The Apex Court was hearing an appeal against an order passed by the Punjab and Haryana High Court which had dismissed the civil revisional application filed by the Appellant-Husband against an order of the Family Court, Hisar which disallowed the waiving of the cooling period. The Bench before quashing the order observed -
"The object of Section 13B (2) read with Section 14 is to save the institution of marriage, by preventing hasty dissolution of marriage. It is often said that "time is the best healer". With the passage of time, tempers cool down and anger dissipates". But in the present case "Even after over 14 months of separation, the parties still want to go ahead with the divorce. No useful purpose would be served by making the parties wait, except to prolong their agony".
In this case, the Appellant, an IPS officer married the respondent, an IFS officer on 10th September 2020. But due to irreconcilable differences, they separated on 13th September, 3 days after the marriage. On 30th September 2021 after a period of one year of living separately, the Appellant and Respondent moved a petition in family court, Hisar to obtain a decree of divorce by mutual consent. The Family Court dismissed the petition by relying on Amardeep Singh v Harveen Kaur 2017 (4) RCR Civil (608) to assert that the present case doesn't satisfy the condition of completing the statutory period of one year mentioned in 13B (1) of the Hindu Marriage Act before moving to the court for first motion. The High Court also reasoned that 1 ½ year must have elapsed before moving to the Court. Aggrieved by the said order the appellant moved to the Supreme Court.
The Apex Court while referring to the Hindu Marriage Act observed, "The provisions of the Hindu Marriage Act evince inherent respect for the institution of marriage, which contemplates the sacramental union of a man and a woman for life. However, there may be circumstances in which it may not reasonably be possible for the parties to the marriage to live together as husband and wife."
Relevance of Section 13B
The Court in this context gave the following observations -
"Section 13B incorporated in the Hindu Marriage Act with effect from 27.5.1976, which provides for divorce by mutual consent, is not intended to weaken the institution of marriage. Section 13B puts an end to collusive divorce proceedings between spouses, often undefended, but time-consuming by reason of a rigmarole of procedures. Section 13B also enables the parties to a marriage to avoid and/or shorten unnecessary acrimonious litigation, where the marriage may have irretrievably broken down and both the spouses may have mutually decided to part."
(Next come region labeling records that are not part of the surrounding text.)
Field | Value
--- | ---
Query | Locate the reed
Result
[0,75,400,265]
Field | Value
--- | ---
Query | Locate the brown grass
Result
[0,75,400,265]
"But for Section 13B, the defendant spouse would often be constrained to defend the litigation, not to save the marriage, but only to refute prejudicial allegations, which if accepted by Court, might adversely affect the defendant spouse."
The Court further noted that the cooling-off period as provided under Section 13(B)(2) of the Act is for the parties to decide whether they to want to resolve their differences amicably or go ahead with the divorce.
"Where there is a chance of reconciliation, however slight, the cooling period of six months from the date of filing of the divorce petition should be enforced. However, if there is no possibility of reconciliation, it would be meaningless to prolong the agony of the parties to the marriage. Thus, if the marriage has broken down irretrievably, the spouses have been living apart for a long time, but not been able to reconcile their differences and have mutually decided to part, it is better to end the marriage, to enable both the spouses to move on with the life," the Bench opined.
The Court additionally observed, "In this case, the parties are both well-educated and highly placed government officers. They have been married for about 15 months. The marriage was a non-starter. Admittedly, the parties lived together only for three days, after which they have separated on account of irreconcilable differences. The parties have lived apart for the entire period of their marriage except for three days. It is jointly stated by the parties that efforts at reconciliation have failed. The parties are unwilling to live together as husband and wife. Even after over 14 months of separation, the parties still want to go ahead with the divorce. No useful purpose would be served by making the parties wait, except to prolong their agony."
In the light of these observations, the Court allowed the appeal and set aside and quashed the impugned order of the High Court.